Lately, the ones between have been on my mind. Those folks not the originator in a certain discipline, but who made contributions to it and in turn inspired the next generation to make even greater contributions. The ones between get little acknowledgement or credit; indeed, most of them fade into history with scarcely a trace. Yet they are instrumental to progress in every field: science, technology, politics, sports, business, and the arts.
There are countless examples of the ones between. The one that caught my attention was a 19th and early 20th century landscape photographer whose primary subject was Yosemite Valley: George Fiske.
Born in New Hampshire in 1835, Fiske moved to Sacramento in the 1850s to clerk at his brother’s banking house, Thomas S. Fiske & Co. Evidence regarding his entry into the photography trade is scant, but by the early 1860s he had become a professional. In the late 1860s he was working as an assistant to Carleton E. Watkins at the latter’s Yo-Semite Gallery in San Francisco.
Watkins originated landscape photography in the late 1850s and was already famous when Fiske joined him. It was Watkins’ Mammoth Plate photographs (an impressive 18 X 22 inches, printed from glass negatives of the same size) of Yosemite Valley that influenced Congress in 1864 to establish the Yosemite Land Grant, the precursor to our National Parks. His subsequent photographs over the following decades cemented his reputation as the pre-eminent landscape photographer of the 19th century.
Fiske would remain with Watkins until 1874. In 1878, after a brief period as a rooming house proprietor, he began selling his own photographs, usually signed and numbered at the bottom of the glass negatives.
Though he probably visited Yosemite Valley previously, George Fiske moved there permanently in 1879, becoming the first photographer to live in the valley year round. About 1883, the Yosemite Valley Commissioners granted Fiske’s request to build a house and darkroom in Yosemite Village, then located on the south side of the valley. It would be his home for the next 35 years.
During those years, Fiske shot Yosemite in every season, from virtually every vantage point. Most of his photographs were “boudoir” size, approximately 5 X 8 inches: a departure from the giant Mammoth Plate prints of Watkins. He also stuck with photographs rather than the then-hugely popular stereovision slides that combined two images to create a 3-D effect in a viewer.
His photos represented an evolution in landscape photography. Watkins’ photos showed Yosemite Valley’s landscape unadorned. Fiske’s photos showed that same landscape, but also captured its drama.
In addition to selling photographs from his house, Fiske supplied the pictures used to illustrate In the Heart of the Sierras, a guide to Yosemite by local innkeeper James M. Hutchings.

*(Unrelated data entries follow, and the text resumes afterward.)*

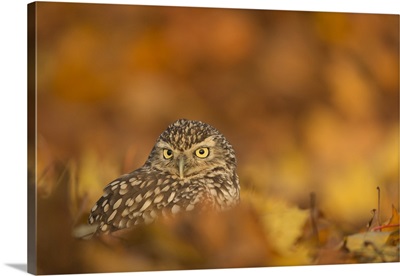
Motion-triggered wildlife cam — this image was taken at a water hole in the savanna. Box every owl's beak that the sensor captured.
[178,156,185,179]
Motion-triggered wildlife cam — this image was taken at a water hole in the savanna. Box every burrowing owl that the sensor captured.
[89,119,240,233]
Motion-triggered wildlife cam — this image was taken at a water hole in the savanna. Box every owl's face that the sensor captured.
[148,119,236,179]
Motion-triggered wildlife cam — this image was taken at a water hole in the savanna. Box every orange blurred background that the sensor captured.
[30,3,399,271]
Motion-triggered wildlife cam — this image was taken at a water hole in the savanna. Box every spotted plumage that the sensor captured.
[89,119,240,233]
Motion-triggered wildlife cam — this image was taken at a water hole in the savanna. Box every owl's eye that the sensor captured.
[163,149,174,159]
[194,148,210,158]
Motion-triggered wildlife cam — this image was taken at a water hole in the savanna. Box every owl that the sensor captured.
[89,119,240,234]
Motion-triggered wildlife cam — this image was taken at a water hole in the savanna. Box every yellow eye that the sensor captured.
[194,148,210,158]
[163,149,174,159]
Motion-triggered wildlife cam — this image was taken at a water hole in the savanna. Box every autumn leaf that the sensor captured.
[372,204,399,232]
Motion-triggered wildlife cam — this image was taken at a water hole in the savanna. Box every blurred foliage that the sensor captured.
[29,2,399,274]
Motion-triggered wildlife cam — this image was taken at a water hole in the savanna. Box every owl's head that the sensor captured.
[146,119,236,179]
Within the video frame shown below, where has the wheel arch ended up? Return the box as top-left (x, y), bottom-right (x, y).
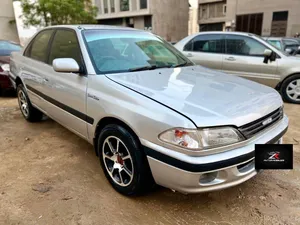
top-left (93, 116), bottom-right (141, 156)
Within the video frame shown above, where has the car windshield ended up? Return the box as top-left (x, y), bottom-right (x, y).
top-left (0, 41), bottom-right (21, 56)
top-left (268, 39), bottom-right (283, 50)
top-left (83, 30), bottom-right (193, 74)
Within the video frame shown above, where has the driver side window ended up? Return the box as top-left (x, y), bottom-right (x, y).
top-left (49, 30), bottom-right (83, 67)
top-left (226, 35), bottom-right (267, 57)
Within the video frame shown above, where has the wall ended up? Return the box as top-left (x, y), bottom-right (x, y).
top-left (0, 0), bottom-right (19, 42)
top-left (133, 16), bottom-right (145, 30)
top-left (188, 0), bottom-right (199, 35)
top-left (150, 0), bottom-right (189, 41)
top-left (226, 0), bottom-right (300, 36)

Although his photographs were widely praised, life was not kind to George Fiske. In 1904, he lost two cameras, many glass negatives and most of his photographs to a house fire. Though he continued to shoot and sell Yosemite Valley pictures in the early 20th century, the advent of the box camera effectively put an end to his business. Suffering from a brain tumor and in terrible pain, he took his own life in 1918. After his death, his remaining glass negatives were acquired by Yosemite Park and Curry Company and stored in an abandoned sawmill. The building burned in 1943 and Fiske’s remaining work, except for those photographs in private collections, was lost.
The story of George Fiske should have ended there. Only it did not. Around 1915, when Ansel Adams was a boy, his Aunt Mary gave him a copy of In the Heart of the Sierras, the book illustrated with George Fiske photographs. Adams was so taken by the images, he persuaded his parents to vacation in Yosemite National Park in 1916. Adams went on to become the 20th century’s most famous landscape photographer and one of its most important environmentalists.
Ansel Adams remained a steadfast Fiske fan throughout his life. Commenting on the sawmill fire that destroyed Fiske’s remaining negatives, Adams said, “If that hadn’t happened, Fiske could have been revealed today, I firmly believe, as a top photographer, a top interpretive photographer. I really can’t get excited at Watkins and Muybridge (Eadweard Muybridge, another 19th century Yosemite photographer) – I do get excited at Fiske. I think he had the better eye.”
So remember the ones between. They almost never get the credit they deserve, but they have enhanced our lives in countless ways. They deserve our respect and our thanks.